GA-FDD Director Marlan Cole told Stabroek News yesterday that while the investigation has not been completed, the company has been instructed to recall all of the bottled water with the ‘treated with Antinfek’ labels. “What we know now is that the label was never approved by the Government Analyst-Food and Drug Department and we have written an official letter giving them the directive to pull the product from the market,” he explained.

However, when it comes to testing whether the company is still using the chemical, Cole explained that it is impossible to do so from the bottled water.

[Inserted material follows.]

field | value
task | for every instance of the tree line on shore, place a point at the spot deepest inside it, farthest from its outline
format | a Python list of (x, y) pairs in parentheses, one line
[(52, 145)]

He explained that Antinfek leaves no residual evidence that can be detected by any tests. “We can just test to ensure that it’s free of micro-organisms and bacteria,” he explained.

When Stabroek News tried to contact Wieting & Richter yesterday to enquire whether the recall had begun, an employee related that no one who could comment was available and no one would be available for the next two weeks.

However, Stabroek News was reliably informed that the product was still being sold as per normal.

Wieting and Richter Ltd, which produces and bottles Crystal Spring Natural Hydration H20 had plastered a small grey sticker on the labels of its bottles, hiding a section that reads: ‘Organically treated with Antinfek 10H by Dove Biotech.’

With reference to Dove Biotech, which is selling the chemical in the country, a source from the GA-FDD had explained that it was illegal for the company to be marketing the product and making presentations to companies in the country, since it was not even registered with the department.

Wieting and Richter had explained that it had opted to hide parts of the label after it stopped using the chemical in October. However, the GA-FDD source had explained that the company should not have been using the chemical in the first place and if it had stopped using it, it should have recalled all of its products from the market and replaced them with batches that had not been treated with Antinfek and which had been properly labelled.